Decorrentes dessas premissa surgem as diretrizes metodológicas: toda a teoria
gramatical é sistematizada e estruturada para que o escolar a domine no
processo de escolarização. Os conteúdos das oito séries de 1º grau e os das
três séries do 2º grau são reunidos num conjunto compartimentado. Há, assim,
onze compartimentos, cada um correspondendo a um ano letivo, complementados com
exercícios dimensionados, conceitos, regras e exceções.1
Embora essa
metodologia de ensino da Língua Portuguesa eivada só de gramática seja
desgastante, ela é de procedimento geral em classes de 1º grau.
O
posicionamento, visto assim, é fruto de uma tradição histórica, organizada numa
concepção clássica do ensino da língua, trazida pelos jesuítas. Em termos
concretos, essa tradição de ensino, que procurava seu aperfeiçoamento evitando
qualquer alternativa, fazia com que o professor que só havia aprendido
gramática, apenas gramática ensinasse, fechando assim um círculo vicioso, com
poucas perspectivas de mudanças.
Esse
posicionamento foi sendo reforçado e estratificado pelas principais normas
legislativas. Em 1959, por exemplo, a Portaria 36, do Ministério da Educação e
Cultura (MEC), disciplina a adoção da Nomenclatura Gramatical Brasileira e recomenda
seu uso no ensino programático como também em atividades que
visem à verificação da aprendizagem. Nessa mesma Portaria são definidas as
instruções quanto à seleção dos termos da nova nomenclatura: exatidão
científica do termo; vulgarização internacional e a sua tradição na vida
escolar brasileira.2 E quanto às recomendações atinentes à
aplicação, destaca-se: dá-se importância a revisão da doutrina gramatical e à
realização de pesquisas contínuas para detectar os erros mais comuns cometidos
pela coletividade escolar, atentatórios à gramática. Se é louvável a intenção
da Portaria com relação à revisão permanente da doutrina gramatical - o que
nunca foi feito - e com a pesquisa dos fatos linguísticos correntes - o que
também nunca foi feito - é lamentável a concepção linguística subjacente à
Portaria. É uma concepção defasada da variação linguística, vista como erros
atentatórios à gramática, proveniente de um ensino monolítico, onde não se
admitiam alternativas, características do ensino tradicional. Por fim, como um
simples apêndice, a Portaria faz breve referência a que o ensino se subordine a
um embasamento linguístico e a uma técnica dentro da Linguística Aplicada.
É
interessante ressaltar que os únicos efeitos concretos da Portaria 36 foram a
unificação da nomenclatura gramatical e o reforço da postura tradicional de
reduzir o ensino de Português ao ensino da gramática tradicional. A Portaria
não abre perspectivas de mudanças na orientação geral do ensino.
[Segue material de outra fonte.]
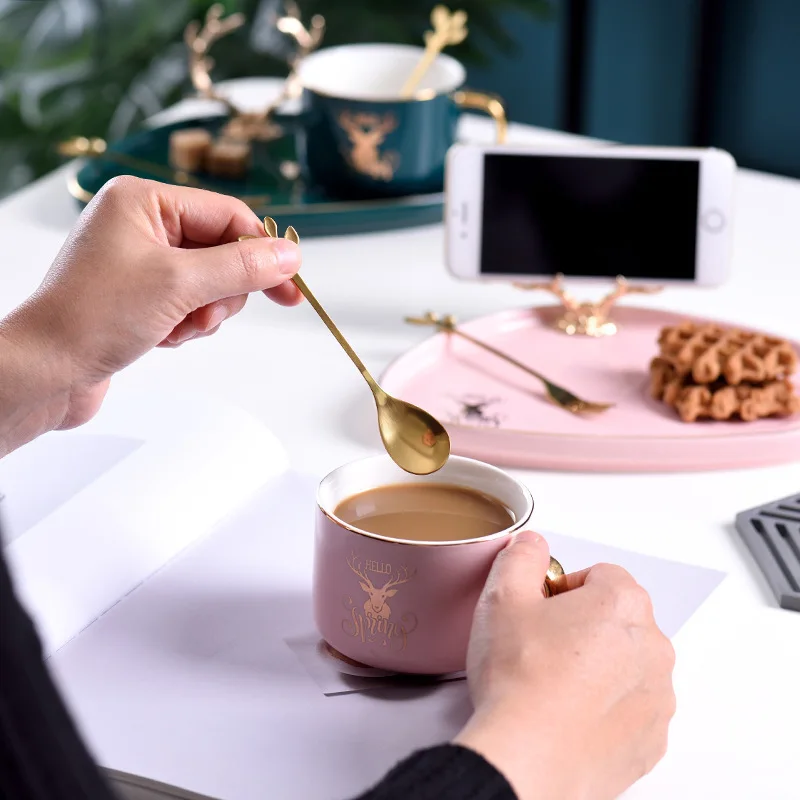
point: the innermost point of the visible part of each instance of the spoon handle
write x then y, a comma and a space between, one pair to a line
337, 334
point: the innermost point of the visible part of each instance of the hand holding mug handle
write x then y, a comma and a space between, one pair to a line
478, 101
554, 573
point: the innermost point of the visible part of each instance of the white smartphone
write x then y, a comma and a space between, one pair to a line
647, 213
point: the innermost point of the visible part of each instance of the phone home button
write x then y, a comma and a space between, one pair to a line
713, 220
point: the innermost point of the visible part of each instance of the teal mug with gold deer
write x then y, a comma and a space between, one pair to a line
359, 138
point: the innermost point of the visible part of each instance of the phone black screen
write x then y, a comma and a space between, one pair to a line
587, 216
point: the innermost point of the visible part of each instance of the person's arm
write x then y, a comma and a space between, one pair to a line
447, 772
41, 755
34, 384
147, 265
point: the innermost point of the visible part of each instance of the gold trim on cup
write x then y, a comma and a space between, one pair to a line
518, 524
391, 540
493, 106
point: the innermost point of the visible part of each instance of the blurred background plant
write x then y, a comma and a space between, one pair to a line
101, 67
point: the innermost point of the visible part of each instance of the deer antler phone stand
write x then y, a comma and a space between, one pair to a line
587, 318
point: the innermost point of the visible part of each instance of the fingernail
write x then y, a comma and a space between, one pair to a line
217, 317
288, 255
184, 336
528, 536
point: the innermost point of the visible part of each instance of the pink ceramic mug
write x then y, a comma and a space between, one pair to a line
404, 605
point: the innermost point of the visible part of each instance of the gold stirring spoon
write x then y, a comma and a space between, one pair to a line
558, 394
414, 440
447, 29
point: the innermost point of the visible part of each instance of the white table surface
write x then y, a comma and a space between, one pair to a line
737, 677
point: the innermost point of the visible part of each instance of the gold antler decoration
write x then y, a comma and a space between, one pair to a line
587, 318
248, 126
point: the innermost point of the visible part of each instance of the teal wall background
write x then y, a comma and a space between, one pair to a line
640, 76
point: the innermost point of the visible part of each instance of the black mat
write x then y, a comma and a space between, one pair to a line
772, 533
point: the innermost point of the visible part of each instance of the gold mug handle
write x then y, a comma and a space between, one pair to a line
554, 572
478, 101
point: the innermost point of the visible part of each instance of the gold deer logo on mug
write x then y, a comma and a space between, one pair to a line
371, 620
367, 133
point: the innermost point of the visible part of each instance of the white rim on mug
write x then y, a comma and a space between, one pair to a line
372, 464
376, 73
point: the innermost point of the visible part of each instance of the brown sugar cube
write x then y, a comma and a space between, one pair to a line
188, 148
228, 159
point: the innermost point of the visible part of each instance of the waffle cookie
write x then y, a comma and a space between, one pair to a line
706, 353
719, 400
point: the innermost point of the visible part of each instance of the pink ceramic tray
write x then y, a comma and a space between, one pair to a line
498, 414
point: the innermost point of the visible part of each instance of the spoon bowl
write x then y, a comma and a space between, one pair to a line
416, 441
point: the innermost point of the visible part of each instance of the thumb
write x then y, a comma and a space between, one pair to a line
518, 572
251, 265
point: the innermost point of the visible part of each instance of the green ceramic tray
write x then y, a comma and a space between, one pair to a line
289, 202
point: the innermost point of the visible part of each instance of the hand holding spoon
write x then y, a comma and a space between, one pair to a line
414, 440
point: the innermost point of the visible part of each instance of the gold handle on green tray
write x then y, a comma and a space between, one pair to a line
478, 101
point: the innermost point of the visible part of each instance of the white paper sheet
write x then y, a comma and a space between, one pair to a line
201, 461
189, 679
40, 477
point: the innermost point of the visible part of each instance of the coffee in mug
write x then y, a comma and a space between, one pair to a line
392, 589
432, 512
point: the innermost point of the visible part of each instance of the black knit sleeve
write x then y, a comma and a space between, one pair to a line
447, 772
41, 755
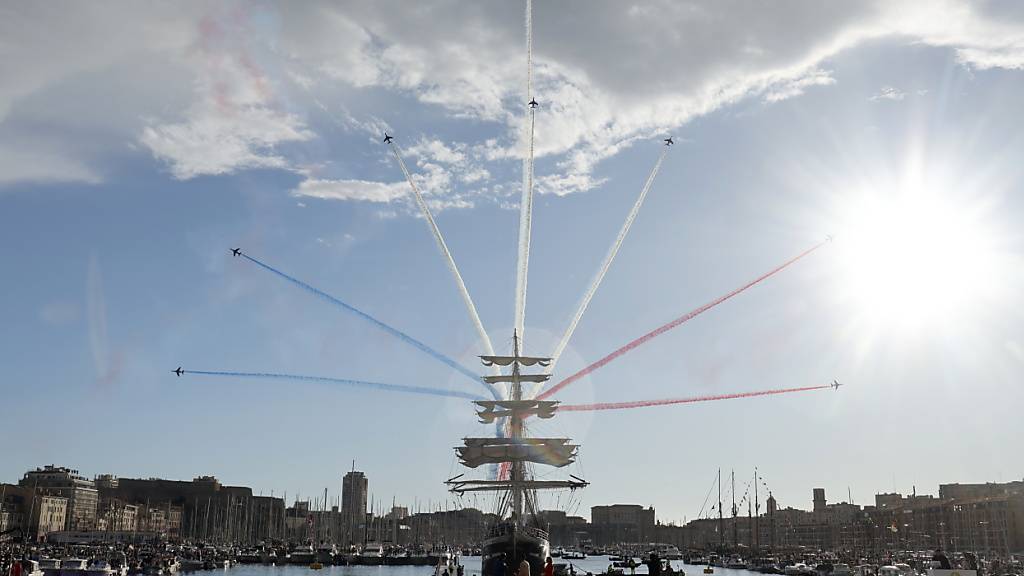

Apesar de a Lei 4.024, de 20 de dezembro de 1961,
ter representado um avanço em termos de legislação educacional, por dar maior
descentralização ao sistema, a essência do ensino da Língua Portuguesa
continuou a mesma.
A Lei
5.692/71, se bem que apresente também uma evolução do quadro da legislação, acabou
por produzir uma situação extremamente paradoxal no ensino da Língua
Portuguesa, quer em termos intrínsecos - contradição entre os pressupostos
gerais da lei e seus desdobramentos em textos complementares -, quer em termos
extrínsecos - a contradição entre a lei e sua aplicação.
Basicamente, a legislação assume a posição de
distinguir um ensino centrado no uso da língua de um ensino a respeito da
língua, acrescentando que o primeiro deve preceder ao segundo. Esses dados
ficam claros pela leitura do Parecer 853/71.
O artigo 5º
desse Parecer afirma que nas séries iniciais, sem ultrapassar a
quinta, a língua será desenvolvida sob a forma de Comunicação e
Expressão, tratada predominantemente como atividade; em
seguida, até o fim desse grau, sob a forma de Comunicação em Língua
Portuguesa, tratada predominantemente como área de estudo; no
ensino do 2º grau, sob a forma de Língua Portuguesa e Literatura
Brasileira, tratada predominantemente como disciplina.
O artigo 4º
define que nas atividades, a aprendizagem far-se-á principalmente
mediante experiências vividas pelo próprio educando no sentido que atinja,
gradativamente, a sistematização de conhecimentos (parágrafo
1º); nas áreas de estudo, formadas pela integração de conteúdos afins,
as situações de experiência tenderão a equilibrar-se com os conhecimentos
sistemáticos para configuração da aprendizagem (§ 2º); nas
disciplinas, a aprendizagem se desenvolverá predominantemente sobre
conhecimentos sistemáticos (§ 3º).3
Como foi
dito antes, a contradição se encontra no próprio corpo da legislação, assim
como nas situações em que ela é aplicada. Quanto à legislação, a um princípio
avançado - dar precedência ao ensino centrado no uso da língua - correspondeu
uma aplicação tímida (facilmente percebida no art. 5º) e não coerente, como
quando caracteriza os objetivos da área de Comunicação e Expressão para os
alunos de 5ª a 8ª série:
Visará introduzir o aluno na simbologia linguística,
desenvolvendo suas capacidades de expressão oral e escrita, fixando as
estruturas básicas da língua, conduzindo-o a uma evolução do seu pensamento
reflexivo (...) permitir a expressão individual, transformando-a em linguagem
organizada...4
Quanto à contradição encontrada nas situações
concretas de aplicação da lei, pode-se recorrer aos estudiosos da legislação.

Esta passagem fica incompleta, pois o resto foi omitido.